MANSIÓN TAISHO…
Dentro de esa gran mansión, un hombre albino y alto, se encuentra mirando detenidamente la gran fotografía de su madre la cual está en la sala principal. La mira detenidamente sintiéndose confundido y aturdido, deseaba sentir el cálido abrazo de su madre mientras es consolado como un bebé.
—Madre… ¿Qué debo hacer?... —bajó la mirada con tristeza —Rin… ¿Cómo estarás en estos momentos?...
Mientras pensaba sobre la situación que está atravesando, unos pasos algo bruscos se escuchan en la entrada de aquella gran casa haciendo eco. Sesshomaru hace caso omiso, suponiendo de quien se trata.
—¿Nuevamente viendo la pintura para tener respuestas, Sesshomaru?.
El albino levantó la mirada hacia el cuadro de su madre, no se limitó a dar la vuelta ni nada, simplemente puso sus manos en sus bolsillos del pantalón. El joven que preguntó solo miraba la espalda de su hermano mayor.
—Así es… solo así puedo encontrar respuestas, y… ¿Cómo está papá?...
Él menor exhaló cansado —Igual… no hay señales de que quiera despertar. Vine a darme un baño y después regresaré al hospital…
—Tómate tu tiempo, iré ahora mismo para estar con él…
—¡No hace falta Sesshomaru! Zero… está con él, justo cuando estaba por retirarme ella llegó y se ofreció a cuidarlo.
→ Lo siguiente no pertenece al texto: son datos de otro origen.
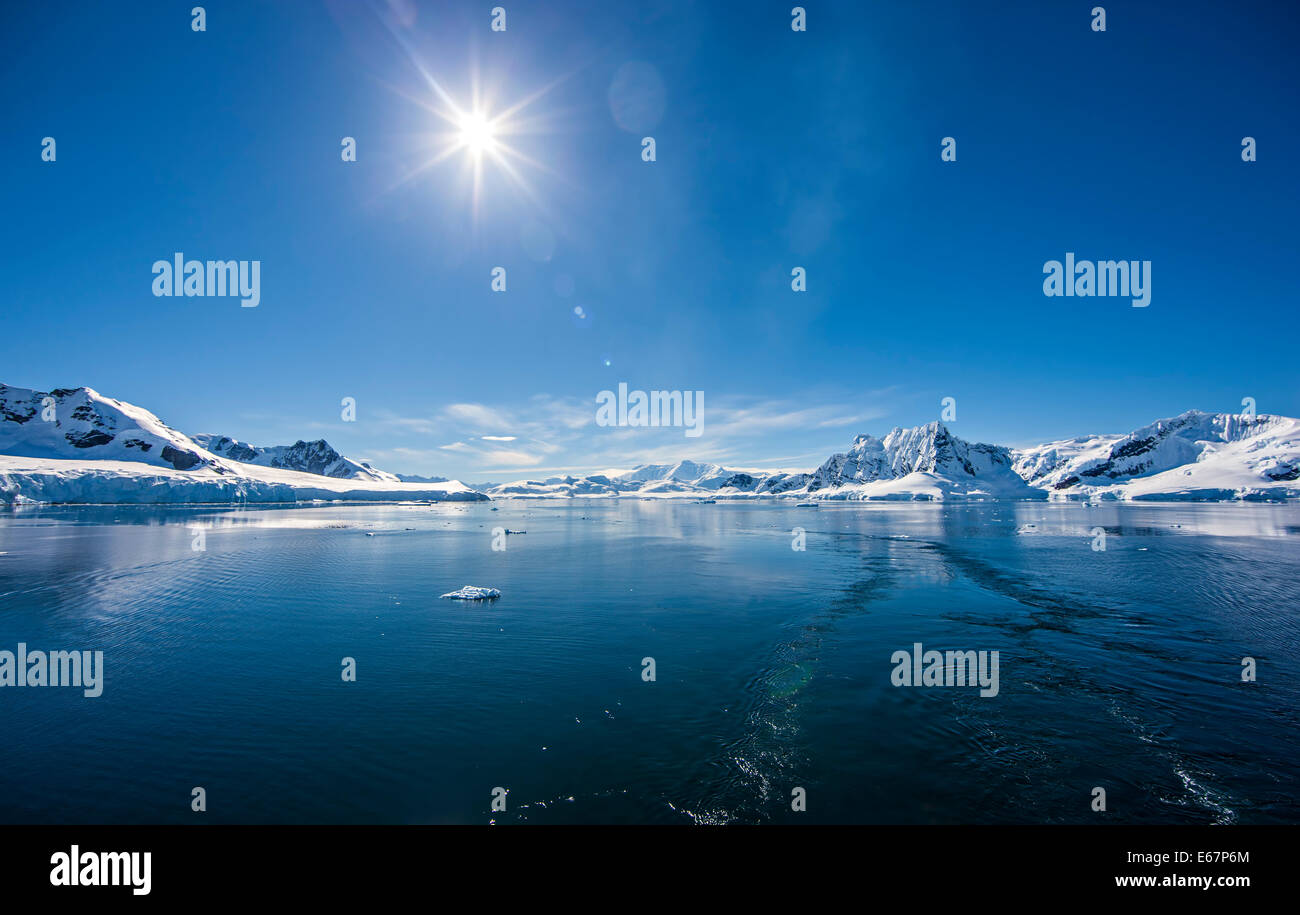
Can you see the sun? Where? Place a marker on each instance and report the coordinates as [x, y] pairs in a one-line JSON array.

—Entiendo —exhaló cansado.
Inuyasha lo observó por unos segundos y después levantó la mirada, observando el cuadro de la madre de su medio hermano y, a un lado de ella, el cuadro de su madre, Izayoi.
—¿Sabes Sesshomaru?... Te tengo cierta envidia… ¡De la buena claro!.
—¿Y a qué se debe?. —preguntó confundido.
—Se debe a qué… tú tuviste la fortuna de conocer a ambas… a tu madre y a la mía, a pesar de que fue poco tiempo pero fuiste afortunado de escuchar sus voces, conocer sus gustos entre otras cosas más… yo era un bebé cuando mi madre se fue de este mundo…
—Nuestro padre sufrió mucho con la pérdida de ambas, primero mi madre y después Izayoi… Fue muy irónico y extraño.
—¿Lo dices por la forma en cómo fallecieron las dos?.
—Así es… yo nunca creí que mi madre se hubiera golpeado accidentalmente la cabeza… e Izayoi… sufría de depresión posparto, tenía a muchos enfermeros a su cuidado y una doctora como para que haya hecho eso… ¿En dónde rayos consiguió una botella de ácido si todo lo de limpieza estaba muy bien guardado en la bodega?.
—No lo sé Sesshomaru… puede que también haya sido… el destino de nuestro padre queda solo…
—Quien sabe…
El menor decidió cambiar de tema, era muy doloroso hablar de ello, y del cruel destino de su padre que al parecer, siempre fue quedar solo.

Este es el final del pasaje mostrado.